Please Don’t Leave.
7 Jan 2017
One of the statements I hear fairly frequently, in regard to mental health and suicide awareness advocacy, is “I believe in a person’s right to choose.” If a person was only choosing for themselves I would probably agree with that statement, but they’re not. The fact is that when a person dies of suicide, their 6 closest loved ones - probably many more - are doomed to a 2x-8x higher (some research says up to 30x) risk of dying of suicide themselves. Sadly, suicide attempt survivors have never been asked what keeps them alive so we don’t even know why it’s “contagious” - for lack of a better word. Imagine where cancer survival would be if nobody had ever asked cancer survivors what keeps them alive. Anyway, until there’s more data, please don’t leave.
When I hear "I believe in assisted suicide," I always say "So do I. But what we're talking about today is they type of suicide where people die bereft and alone. Is that the same thing?" The other party nearly always concedes that it's not and I normally follow up with the importance of comparing "apples to apples." The thing with assisted suicide is that it's normally not a surprise to loved ones. Family and friends may not agree with it but they know and understand the reason. My own dad wanted to end his life at 55 years and I thought he was within his rights to do so.
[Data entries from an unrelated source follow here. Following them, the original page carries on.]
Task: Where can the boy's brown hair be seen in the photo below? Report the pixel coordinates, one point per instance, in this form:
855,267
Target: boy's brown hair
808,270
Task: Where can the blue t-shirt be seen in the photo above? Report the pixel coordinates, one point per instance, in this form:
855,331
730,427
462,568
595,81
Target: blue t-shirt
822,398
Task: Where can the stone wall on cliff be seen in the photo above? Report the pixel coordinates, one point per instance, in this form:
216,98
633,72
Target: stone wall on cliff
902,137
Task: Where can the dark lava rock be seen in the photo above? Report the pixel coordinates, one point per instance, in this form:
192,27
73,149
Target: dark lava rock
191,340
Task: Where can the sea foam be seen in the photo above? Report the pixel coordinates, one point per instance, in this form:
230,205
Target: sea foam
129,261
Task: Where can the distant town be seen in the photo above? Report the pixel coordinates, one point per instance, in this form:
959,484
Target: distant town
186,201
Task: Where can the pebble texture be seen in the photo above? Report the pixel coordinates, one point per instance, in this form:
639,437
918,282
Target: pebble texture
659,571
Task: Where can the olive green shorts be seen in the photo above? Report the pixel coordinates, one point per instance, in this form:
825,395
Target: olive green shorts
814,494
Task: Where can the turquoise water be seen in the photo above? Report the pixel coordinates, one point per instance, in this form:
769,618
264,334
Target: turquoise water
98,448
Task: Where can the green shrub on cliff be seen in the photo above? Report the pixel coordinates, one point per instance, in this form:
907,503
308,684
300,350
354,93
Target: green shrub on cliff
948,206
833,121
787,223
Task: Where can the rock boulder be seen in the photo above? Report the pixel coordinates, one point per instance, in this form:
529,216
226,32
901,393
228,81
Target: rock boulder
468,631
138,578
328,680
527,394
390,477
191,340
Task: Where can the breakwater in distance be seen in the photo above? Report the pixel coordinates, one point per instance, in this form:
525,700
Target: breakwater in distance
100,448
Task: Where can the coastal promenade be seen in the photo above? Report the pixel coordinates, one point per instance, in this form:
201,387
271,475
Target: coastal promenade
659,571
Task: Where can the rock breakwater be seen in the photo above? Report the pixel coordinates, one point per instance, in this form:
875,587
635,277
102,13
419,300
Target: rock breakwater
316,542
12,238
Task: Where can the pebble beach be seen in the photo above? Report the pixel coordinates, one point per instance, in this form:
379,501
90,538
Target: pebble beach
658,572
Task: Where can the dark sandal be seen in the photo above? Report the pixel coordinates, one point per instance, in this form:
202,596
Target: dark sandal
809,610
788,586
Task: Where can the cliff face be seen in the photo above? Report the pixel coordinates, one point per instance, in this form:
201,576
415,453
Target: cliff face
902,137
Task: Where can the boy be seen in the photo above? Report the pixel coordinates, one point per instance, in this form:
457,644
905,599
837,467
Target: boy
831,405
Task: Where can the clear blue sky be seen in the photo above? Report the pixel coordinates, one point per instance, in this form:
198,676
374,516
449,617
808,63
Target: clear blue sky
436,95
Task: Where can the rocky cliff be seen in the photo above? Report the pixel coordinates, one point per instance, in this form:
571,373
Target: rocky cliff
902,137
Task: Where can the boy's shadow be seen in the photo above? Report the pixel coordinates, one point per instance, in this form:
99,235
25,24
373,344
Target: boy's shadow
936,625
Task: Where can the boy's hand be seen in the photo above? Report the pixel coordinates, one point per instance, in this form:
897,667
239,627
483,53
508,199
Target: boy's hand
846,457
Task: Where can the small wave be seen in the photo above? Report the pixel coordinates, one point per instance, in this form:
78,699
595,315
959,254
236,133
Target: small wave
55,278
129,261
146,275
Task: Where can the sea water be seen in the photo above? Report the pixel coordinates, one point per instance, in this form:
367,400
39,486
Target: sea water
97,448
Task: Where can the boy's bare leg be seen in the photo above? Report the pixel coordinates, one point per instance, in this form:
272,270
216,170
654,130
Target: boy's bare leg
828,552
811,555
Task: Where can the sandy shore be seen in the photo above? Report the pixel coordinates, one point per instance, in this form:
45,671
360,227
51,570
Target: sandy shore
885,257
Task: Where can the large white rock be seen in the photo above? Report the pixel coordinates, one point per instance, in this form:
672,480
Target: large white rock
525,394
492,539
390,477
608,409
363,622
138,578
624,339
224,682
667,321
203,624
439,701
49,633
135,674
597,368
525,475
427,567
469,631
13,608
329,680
My sister did not and as a result he decided to stay alive and lived another 22 years.
It's probably somewhat bizarre that I don't feel any moral judgement regarding assisted suicide. Here's what I think about the beauty of being able to ask your doctor about it: It opens the conversation with someone who is in a position to know what to do! Let's say that I go in to the doctor and say I want the doctor to help me die. The doctor - in an area where assisted suicide is legal - is certain to ask why, and respond with an informed decision. Also, the doctor will recognize that a person who is normally in good health may be suffering from an undiagnosed infection or injury or onset of illness. Test results may or may not confirm something that needs to be addressed. Likewise the doctor may discover that a person's long time antidepressant isn't working anymore and suggest a new one. Maybe the doctor will help identify a source of avoidable stress that the person hasn't notices yet - or a need for sunlight or D vitamins. I think it would be a very rare doctor indeed that would just say "ok, let's give you some potion to end your life right now!"